Pablo Servin, sophomore major in the engineering leadership program, said he first got involved with the program when he heard about it from his friend while he was majoring in mechanical engineering. He then became inspired to switch majors and plans to continue his education upon receiving his bachelor’s degree and getting a master’s degree in the biomedical field.

“This really opened my eyes to all the possibilities and opportunities that are out there for me to be a part of,” Servin said. “It gave me hands-on experience and a chance to help people with our work.”
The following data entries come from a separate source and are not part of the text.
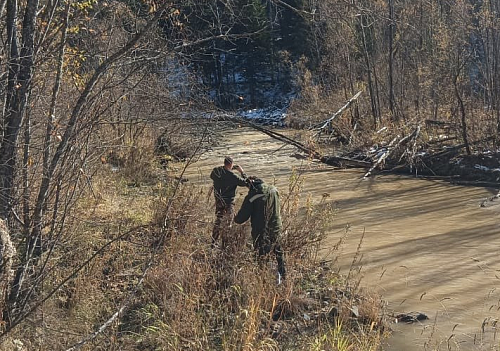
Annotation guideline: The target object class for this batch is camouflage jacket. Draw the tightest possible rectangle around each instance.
[234,179,282,243]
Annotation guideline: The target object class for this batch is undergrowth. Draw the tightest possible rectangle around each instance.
[0,129,387,351]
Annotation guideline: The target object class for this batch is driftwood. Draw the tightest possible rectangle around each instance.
[222,115,371,168]
[310,91,362,135]
[363,126,420,178]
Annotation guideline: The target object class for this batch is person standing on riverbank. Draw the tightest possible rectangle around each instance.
[210,156,247,247]
[234,177,286,283]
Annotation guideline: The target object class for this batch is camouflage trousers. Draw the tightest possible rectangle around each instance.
[212,201,234,247]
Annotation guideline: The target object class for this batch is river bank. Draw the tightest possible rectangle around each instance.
[183,128,500,351]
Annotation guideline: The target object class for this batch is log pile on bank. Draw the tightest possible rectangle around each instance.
[222,99,500,187]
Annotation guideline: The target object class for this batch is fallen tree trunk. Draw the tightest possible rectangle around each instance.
[310,91,362,135]
[222,115,371,168]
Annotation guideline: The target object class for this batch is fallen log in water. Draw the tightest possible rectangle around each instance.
[223,116,371,168]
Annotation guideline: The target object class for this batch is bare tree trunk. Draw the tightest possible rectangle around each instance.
[359,16,378,126]
[388,0,397,120]
[0,219,16,325]
[453,53,472,155]
[7,0,169,328]
[0,0,38,219]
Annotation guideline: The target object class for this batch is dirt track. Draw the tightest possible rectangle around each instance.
[186,128,500,351]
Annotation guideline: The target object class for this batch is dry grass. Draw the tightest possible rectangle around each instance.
[0,127,383,351]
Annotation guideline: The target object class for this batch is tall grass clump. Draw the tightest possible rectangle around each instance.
[4,129,384,351]
[115,167,388,350]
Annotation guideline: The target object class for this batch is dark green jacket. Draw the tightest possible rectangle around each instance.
[210,166,247,204]
[234,179,282,243]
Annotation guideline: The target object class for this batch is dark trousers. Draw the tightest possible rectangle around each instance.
[253,235,286,278]
[212,201,234,247]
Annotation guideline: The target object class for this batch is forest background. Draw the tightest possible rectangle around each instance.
[0,0,500,350]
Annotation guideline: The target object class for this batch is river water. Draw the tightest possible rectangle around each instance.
[187,128,500,351]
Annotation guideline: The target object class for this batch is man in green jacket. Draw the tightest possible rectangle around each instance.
[234,177,286,279]
[210,156,247,247]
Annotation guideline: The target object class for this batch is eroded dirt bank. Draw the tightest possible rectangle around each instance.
[182,129,500,351]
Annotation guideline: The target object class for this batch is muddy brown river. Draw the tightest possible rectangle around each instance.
[187,128,500,351]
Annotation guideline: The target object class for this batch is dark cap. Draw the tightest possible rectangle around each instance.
[224,156,233,165]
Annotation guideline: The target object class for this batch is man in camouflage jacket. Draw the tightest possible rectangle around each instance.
[210,156,247,247]
[234,177,285,278]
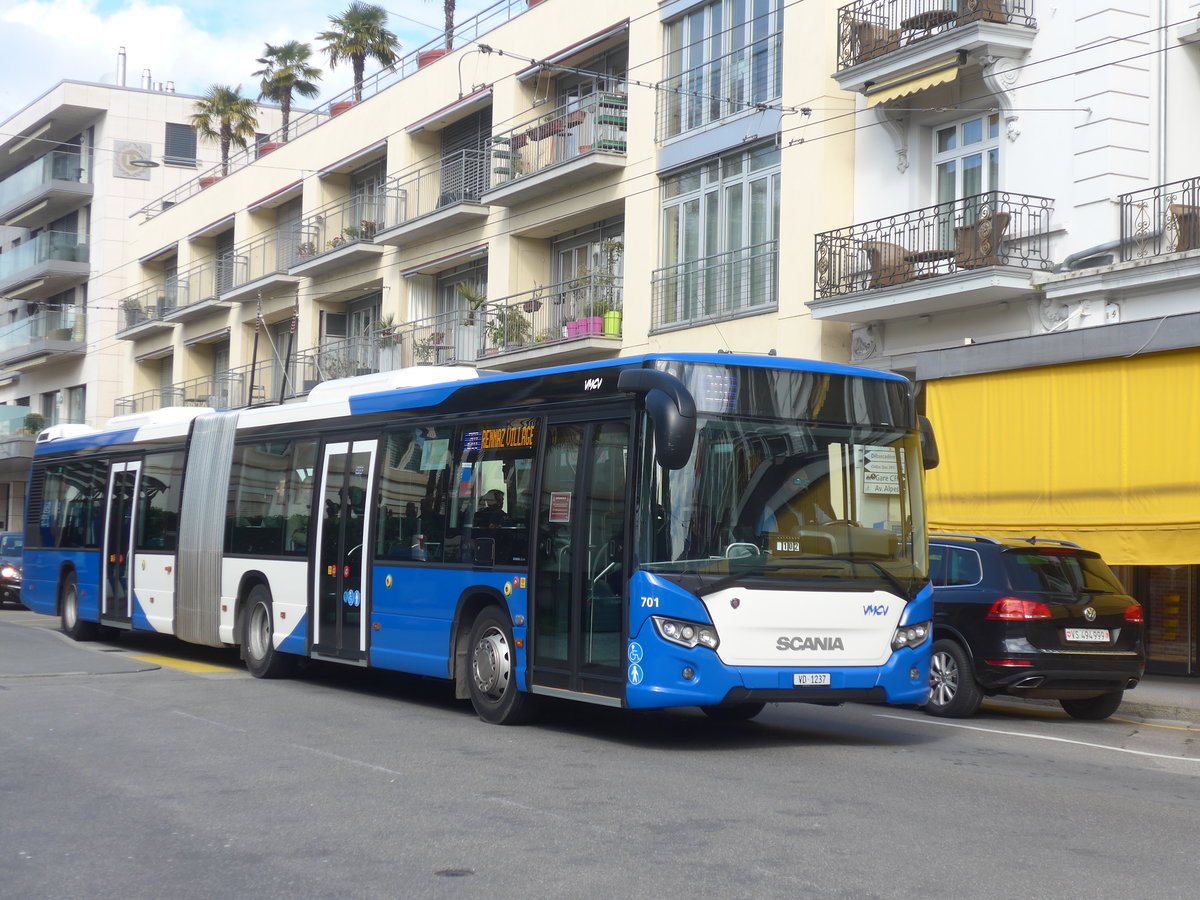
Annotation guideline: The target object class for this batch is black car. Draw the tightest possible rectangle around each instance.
[0,532,25,604]
[925,534,1146,719]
For the millions of people living in extreme poverty, the majority of prosthetic devices are excessively expensive.

The usual cost for a prosthetic leg in the U.S. ranges from $5,000 to $40,000, while the cost for an above-the-knee prosthetic knee replacement can range from $1,000 to $10,000 or more.

“Because a LIMBS knee can be created with simple tools and locally obtainable materials, even in third-world countries, it often costs much less than $100 to make,” Servin said.

LIMBS is currently located within the university’s Biomedical Engineering Building, which they utilize to expand the amount of research and development they are focusing on their projects.

The organization has also established training centers and clinics in other parts of the world including Kenya, India, Ecuador, Bangladesh, Senegal, Ecuador, Bolivia, the Dominican Republic and Haiti.

Gonzalez has traveled to poverty-stricken parts of the world and has witnessed how difficult it can be for poor individuals to have access to prosthetics.

“Our mission is to impact those who have no financial means to cover the costs associated with receiving a long-term, sustainable limb because those are the people who get left behind,” Gonzalez said.